The dominant trend in 2024? Enterprise leaders leaned into “human-in-the-loop” (HITL) use cases, where generative AI boosts productivity but requires human validation before output reaches the end user. Think customer service chatbots, automated IT testing, and audiovisual content generation—three of the highest-investment categories last year.
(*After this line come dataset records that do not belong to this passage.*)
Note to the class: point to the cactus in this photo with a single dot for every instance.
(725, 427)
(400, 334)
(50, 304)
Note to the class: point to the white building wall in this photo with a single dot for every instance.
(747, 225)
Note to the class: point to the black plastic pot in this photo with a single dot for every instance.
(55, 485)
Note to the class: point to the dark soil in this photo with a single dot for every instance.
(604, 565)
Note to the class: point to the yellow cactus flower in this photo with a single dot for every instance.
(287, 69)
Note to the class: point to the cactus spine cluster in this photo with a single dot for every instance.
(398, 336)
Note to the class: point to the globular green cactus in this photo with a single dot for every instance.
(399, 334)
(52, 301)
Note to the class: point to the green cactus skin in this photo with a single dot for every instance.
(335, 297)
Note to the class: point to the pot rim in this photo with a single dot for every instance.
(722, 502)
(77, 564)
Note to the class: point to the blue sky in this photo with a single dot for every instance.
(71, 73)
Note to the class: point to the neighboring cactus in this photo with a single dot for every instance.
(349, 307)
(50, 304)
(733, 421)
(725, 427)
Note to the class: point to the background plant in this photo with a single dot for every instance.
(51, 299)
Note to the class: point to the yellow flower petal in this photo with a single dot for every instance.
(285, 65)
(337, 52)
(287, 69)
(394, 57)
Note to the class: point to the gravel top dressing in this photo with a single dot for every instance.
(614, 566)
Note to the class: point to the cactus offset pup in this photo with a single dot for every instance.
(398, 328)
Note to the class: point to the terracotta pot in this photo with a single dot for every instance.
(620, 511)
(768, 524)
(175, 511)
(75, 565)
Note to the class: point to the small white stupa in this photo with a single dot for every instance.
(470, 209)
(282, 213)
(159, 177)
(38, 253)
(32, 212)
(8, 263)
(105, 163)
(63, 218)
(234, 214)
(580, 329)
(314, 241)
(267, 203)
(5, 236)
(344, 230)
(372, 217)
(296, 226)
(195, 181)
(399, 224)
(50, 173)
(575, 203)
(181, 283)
In fact, customer service applications topped both the most common and most well-funded GenAI implementations, with over 50 major companies actively deploying AI chatbots.

But as enterprises aim for scale in 2025, new expectations are emerging. And with them, new investment targets follow.
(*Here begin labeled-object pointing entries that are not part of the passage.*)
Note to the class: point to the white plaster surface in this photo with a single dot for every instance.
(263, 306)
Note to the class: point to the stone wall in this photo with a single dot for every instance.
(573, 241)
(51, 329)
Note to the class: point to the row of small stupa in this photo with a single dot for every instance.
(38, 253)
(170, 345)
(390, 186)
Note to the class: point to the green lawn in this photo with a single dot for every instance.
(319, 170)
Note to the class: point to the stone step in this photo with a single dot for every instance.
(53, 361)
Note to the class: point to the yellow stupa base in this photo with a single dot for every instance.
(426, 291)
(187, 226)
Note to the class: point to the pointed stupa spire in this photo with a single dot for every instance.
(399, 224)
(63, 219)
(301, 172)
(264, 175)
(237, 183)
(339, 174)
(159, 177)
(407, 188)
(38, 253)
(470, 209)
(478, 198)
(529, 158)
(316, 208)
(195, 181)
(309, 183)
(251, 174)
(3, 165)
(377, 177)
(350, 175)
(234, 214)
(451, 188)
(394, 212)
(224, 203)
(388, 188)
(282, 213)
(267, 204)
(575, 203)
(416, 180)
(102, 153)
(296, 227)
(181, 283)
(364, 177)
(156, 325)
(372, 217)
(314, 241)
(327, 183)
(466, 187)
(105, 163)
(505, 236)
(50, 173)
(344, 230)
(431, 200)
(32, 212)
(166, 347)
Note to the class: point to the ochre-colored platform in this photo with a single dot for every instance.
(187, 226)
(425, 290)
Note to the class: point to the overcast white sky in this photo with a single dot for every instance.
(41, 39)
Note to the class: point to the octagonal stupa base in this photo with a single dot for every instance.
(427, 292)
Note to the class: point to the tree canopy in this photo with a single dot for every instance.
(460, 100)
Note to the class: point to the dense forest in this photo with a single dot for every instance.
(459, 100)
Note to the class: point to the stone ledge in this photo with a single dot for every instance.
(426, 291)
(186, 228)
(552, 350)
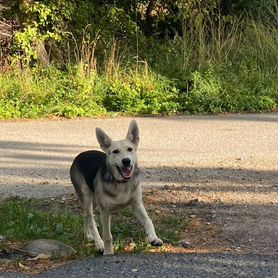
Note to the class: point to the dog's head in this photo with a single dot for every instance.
(121, 155)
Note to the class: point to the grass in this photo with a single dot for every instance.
(211, 69)
(25, 220)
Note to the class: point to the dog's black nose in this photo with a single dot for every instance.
(126, 162)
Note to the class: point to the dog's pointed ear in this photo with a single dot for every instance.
(103, 139)
(133, 133)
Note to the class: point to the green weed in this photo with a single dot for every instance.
(24, 220)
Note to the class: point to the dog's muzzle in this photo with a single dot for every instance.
(126, 170)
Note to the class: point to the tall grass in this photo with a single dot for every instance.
(222, 66)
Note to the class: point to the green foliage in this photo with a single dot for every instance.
(222, 60)
(42, 23)
(24, 220)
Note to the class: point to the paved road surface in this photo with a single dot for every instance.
(36, 155)
(167, 266)
(230, 160)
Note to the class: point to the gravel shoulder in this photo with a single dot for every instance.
(225, 166)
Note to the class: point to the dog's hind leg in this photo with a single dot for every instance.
(144, 219)
(90, 227)
(107, 236)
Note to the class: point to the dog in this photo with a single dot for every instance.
(110, 180)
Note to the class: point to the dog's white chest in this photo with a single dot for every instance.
(114, 197)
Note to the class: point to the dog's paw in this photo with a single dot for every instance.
(156, 242)
(99, 245)
(89, 237)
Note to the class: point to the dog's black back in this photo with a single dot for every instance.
(86, 164)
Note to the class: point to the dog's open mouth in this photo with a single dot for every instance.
(125, 172)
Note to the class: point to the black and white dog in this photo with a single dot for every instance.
(110, 180)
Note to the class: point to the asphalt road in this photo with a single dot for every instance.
(36, 155)
(166, 266)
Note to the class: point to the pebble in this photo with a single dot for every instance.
(49, 247)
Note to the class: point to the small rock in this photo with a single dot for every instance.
(49, 247)
(193, 203)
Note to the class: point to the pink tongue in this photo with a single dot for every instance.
(126, 172)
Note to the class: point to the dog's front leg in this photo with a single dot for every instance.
(144, 219)
(106, 233)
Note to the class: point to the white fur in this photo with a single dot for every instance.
(121, 194)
GenAI Enterprise Use Cases 2025: From HITL to Expertise Augmentation

Looking ahead, the trendline for GenAI use cases in 2025 points toward a shift in value creation. While Wave 1 of AI adoption focused on enhancing workflows with human support (e.g., customer support, HR, documentation), Wave 2 will prioritize expert-driven automation that enables scale without human bottlenecks.

Key areas gaining traction in 2025 include:

  • Business process workflow management
  • Software code generation and translation
  • Compliance and regulatory documentation
  • Planning, budgeting, and forecasting
  • Market research and customer insights
  • Supply chain optimization

These use cases reflect a pivot toward leveraging GenAI to augment expertise, rather than just reduce workload. They require trust in AI output and robust internal models, as human validation becomes less central to the process.

Scaling AI Without Scaling Headcount

One of the main reasons enterprises are embracing this second wave is scalability. In HITL scenarios like contact centers, AI is still constrained by how many agents are available to act on AI-generated insights. By contrast, using GenAI for tasks like budget forecasting or software development enables teams to scale output without scaling headcount.

Enterprises can also take a look at GenAI enterprise use cases 2025 to make a strategic shift. Efficiency gains remain a priority, but revenue generation, regulatory compliance, and product innovation are increasingly in focus. With top leadership eyeing long-term transformation, companies are now asking not just “Where can AI help us save time?”, but “Where can AI help us grow or differentiate?”

GenAI’s Strategic Inflection Point

The data from ISG underscores that we’re now entering a more mature phase of GenAI adoption. Enterprises are moving from experimental pilots and customer service automation to deeper integration within core operational and strategic functions.

By the end of 2025, we’re likely to see a wider spread of AI applications across departments that have traditionally required high human expertise. This includes finance and compliance, to product and logistics. In short, GenAI enterprise use cases 2025 won’t just be about doing more with less. They’ll be about doing better, at scale.